Regardless of the details, U.S. Sen. Richard Blumenthal said Tuesday’s vote means that “Congress is listening.”
“Unemployment insurance is a crucial lifeline that allows millions of unemployed Americans in Connecticut and across the country to keep a roof over their heads, clothes on their backs, and food on their tables,” Blumenthal said. “My hope is Congress will fight for these Americans — as I’ll continue to do.”
Last week, Blumenthal joined two unemployed women in Hartford who told stories about how difficult it is to find a job. On Tuesday, Moodus, Conn. resident Katherine Hackett introduced President Barack Obama at a White House press conference.
In his remarks to reporters, Obama warned that Tuesday’s vote was only the first step toward restoring unemployment benefits for 1.3 million Americans.
“All they’ve agreed to so far is that we’re actually going to be able to have a vote on it,” Obama said. “They haven’t actually passed it.
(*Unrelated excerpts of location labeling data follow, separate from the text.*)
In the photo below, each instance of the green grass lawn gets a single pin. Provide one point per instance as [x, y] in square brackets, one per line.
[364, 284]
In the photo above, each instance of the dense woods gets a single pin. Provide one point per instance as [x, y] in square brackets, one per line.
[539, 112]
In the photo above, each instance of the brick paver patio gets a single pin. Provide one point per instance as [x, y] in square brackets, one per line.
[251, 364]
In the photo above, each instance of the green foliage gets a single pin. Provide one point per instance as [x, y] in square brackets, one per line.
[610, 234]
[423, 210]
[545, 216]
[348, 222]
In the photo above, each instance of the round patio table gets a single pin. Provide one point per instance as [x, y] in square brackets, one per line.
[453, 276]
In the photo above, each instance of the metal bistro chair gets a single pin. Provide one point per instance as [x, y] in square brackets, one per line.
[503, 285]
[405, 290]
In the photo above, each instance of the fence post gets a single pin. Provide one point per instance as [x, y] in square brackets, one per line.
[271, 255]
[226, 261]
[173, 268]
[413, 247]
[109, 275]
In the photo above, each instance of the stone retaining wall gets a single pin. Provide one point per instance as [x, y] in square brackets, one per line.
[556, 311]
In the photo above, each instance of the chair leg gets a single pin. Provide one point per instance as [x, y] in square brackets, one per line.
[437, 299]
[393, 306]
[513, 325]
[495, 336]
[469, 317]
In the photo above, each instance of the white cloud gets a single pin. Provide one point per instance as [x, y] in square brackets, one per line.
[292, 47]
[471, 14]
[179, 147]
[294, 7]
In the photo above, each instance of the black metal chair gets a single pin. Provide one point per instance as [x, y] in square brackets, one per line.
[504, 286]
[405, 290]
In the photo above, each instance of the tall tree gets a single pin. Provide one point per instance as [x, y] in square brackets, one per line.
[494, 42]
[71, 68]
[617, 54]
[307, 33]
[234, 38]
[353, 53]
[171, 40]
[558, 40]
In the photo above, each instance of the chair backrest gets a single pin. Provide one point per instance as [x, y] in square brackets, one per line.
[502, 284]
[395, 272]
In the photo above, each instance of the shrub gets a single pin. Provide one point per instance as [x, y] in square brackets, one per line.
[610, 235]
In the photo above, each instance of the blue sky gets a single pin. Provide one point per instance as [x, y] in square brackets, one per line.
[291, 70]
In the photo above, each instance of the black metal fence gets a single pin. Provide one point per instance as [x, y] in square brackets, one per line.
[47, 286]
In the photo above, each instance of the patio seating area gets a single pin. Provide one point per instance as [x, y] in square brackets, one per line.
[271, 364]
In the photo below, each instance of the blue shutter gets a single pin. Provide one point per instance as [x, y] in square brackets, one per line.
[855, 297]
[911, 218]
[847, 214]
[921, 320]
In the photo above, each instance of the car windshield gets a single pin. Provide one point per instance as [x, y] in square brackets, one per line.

So we’ve got to get this across the finish line without obstruction or delay.”
The partisan gridlock in Washington didn’t magically disappear with the start of the new year.
“Looking ahead, House Leadership cannot hold the American people hostage as this measure advances,” U.S. Rep. John B. Larson, a Democrat from East Hartford, said Tuesday. “In the depths of this cold winter, we must vote to extend benefits that are morally right and economically sound to those who need our help.”
There are more than 22,000 Connecticut residents who lost their unemployment benefits on Dec. 28. Another 3,500 were informed last week that they may qualify for state unemployment benefits even though the federal benefits had expired.
Larson said his office has been fielding calls from constituents across the First Congressional District who stand to lose their unemployment benefits. Without the federal emergency benefits, Connecticut residents only receive 26 weeks of unemployment.
Who will pay for the extension?
Even though workers will no longer be receiving the federal emergency benefits, employers will still be paying a hefty price as the state looks to pay back the federal government for the money it borrowed when the Unemployment Trust Fund became insolvent on Oct. 31, 2009.
Employers have been paying a special assessment of about $15 for every unemployed worker in an effort to pay down the more than $575 million the state borrowed from the U.S. Department of Labor.
The state does not allocate money to the fund. It’s supported solely by businesses, which means employers will be on the hook for the special assessment for the next few years. That’s on top of the regular unemployment tax they pay to the state.
“Current economic projections suggest that we will not be in a position to pay off our federal loans in full for at least the next two to three years,” the Connecticut Department of Labor states on its website.
It’s unclear if extending the benefits would force the special assessment to increase since it’s unclear how Congress plans to pay for an extension.